Chasing After a Great Story

By Neal 

(Note: the sound on this was a bit low; you might want to turn it up.)

“Running 100 miles held no attraction for me at all,” Christopher McDougall explained as we sat in a pub around the corner from the Random House offices, waiting for our lunches to arrive. “But ultrarunners turned out to be the exact opposite of what I expected.” Rather than emaciated skeletons, he elaborated, the long-long-distance runners he met looked perfectly healthy&#and were awfully exuberant.
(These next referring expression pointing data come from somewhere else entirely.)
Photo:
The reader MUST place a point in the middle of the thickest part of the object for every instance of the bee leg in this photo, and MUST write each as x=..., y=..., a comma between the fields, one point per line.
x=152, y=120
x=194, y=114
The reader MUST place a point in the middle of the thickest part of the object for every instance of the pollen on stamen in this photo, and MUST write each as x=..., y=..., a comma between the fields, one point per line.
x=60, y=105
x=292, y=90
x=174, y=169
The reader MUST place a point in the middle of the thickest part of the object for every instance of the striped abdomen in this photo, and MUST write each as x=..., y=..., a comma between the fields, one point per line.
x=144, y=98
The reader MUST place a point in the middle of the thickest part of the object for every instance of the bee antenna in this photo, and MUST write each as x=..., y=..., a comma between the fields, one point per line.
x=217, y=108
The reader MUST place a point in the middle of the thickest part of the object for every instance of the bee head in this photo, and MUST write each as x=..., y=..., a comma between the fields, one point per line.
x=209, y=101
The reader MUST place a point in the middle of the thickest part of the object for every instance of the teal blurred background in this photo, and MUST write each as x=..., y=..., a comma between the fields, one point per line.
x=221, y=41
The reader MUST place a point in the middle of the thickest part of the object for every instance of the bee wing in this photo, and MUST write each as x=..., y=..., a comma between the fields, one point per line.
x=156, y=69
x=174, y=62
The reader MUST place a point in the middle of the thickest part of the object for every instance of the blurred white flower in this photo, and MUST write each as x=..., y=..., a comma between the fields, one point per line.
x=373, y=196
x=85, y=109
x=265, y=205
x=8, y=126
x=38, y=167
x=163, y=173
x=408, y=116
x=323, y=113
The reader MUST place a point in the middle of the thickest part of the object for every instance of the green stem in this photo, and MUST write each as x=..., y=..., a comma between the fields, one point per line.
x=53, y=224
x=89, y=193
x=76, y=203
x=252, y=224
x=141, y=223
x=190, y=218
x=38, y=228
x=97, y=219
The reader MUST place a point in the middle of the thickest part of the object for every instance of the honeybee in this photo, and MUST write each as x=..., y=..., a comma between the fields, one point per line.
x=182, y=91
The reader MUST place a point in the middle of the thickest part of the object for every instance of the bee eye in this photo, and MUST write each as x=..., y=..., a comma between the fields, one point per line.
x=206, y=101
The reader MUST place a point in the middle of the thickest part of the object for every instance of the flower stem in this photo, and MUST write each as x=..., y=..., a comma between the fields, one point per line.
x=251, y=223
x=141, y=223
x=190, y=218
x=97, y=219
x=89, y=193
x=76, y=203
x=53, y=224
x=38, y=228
It all came together for him, he explained, when one of his running coaches let him in on a secret, pointing at a tree in the distance and telling him to walk to it, then run back, then repeat the cycle, and repeat it again. “You can do that all day,” McDougall said enthusiastically. “Burst and recover, burst and recover.”

We were discussing the story behind Born to Run, an account of how his efforts to establish contact with the Tarahumara, a Native American tribe famous for their ability to run incredibly long distances without falling prey to the injuries that beset most modern runners, ended up with his own participation in a 50-mile run through the Copper Canyons of Mexico, pitting the Tarahumara against some of the biggest names in U.S. ultramarathoning, along with guys known to the world as Caballo Blanco and Barefoot Ted—and all because McDougall was trying to find out why his feet kept getting sore when he ran.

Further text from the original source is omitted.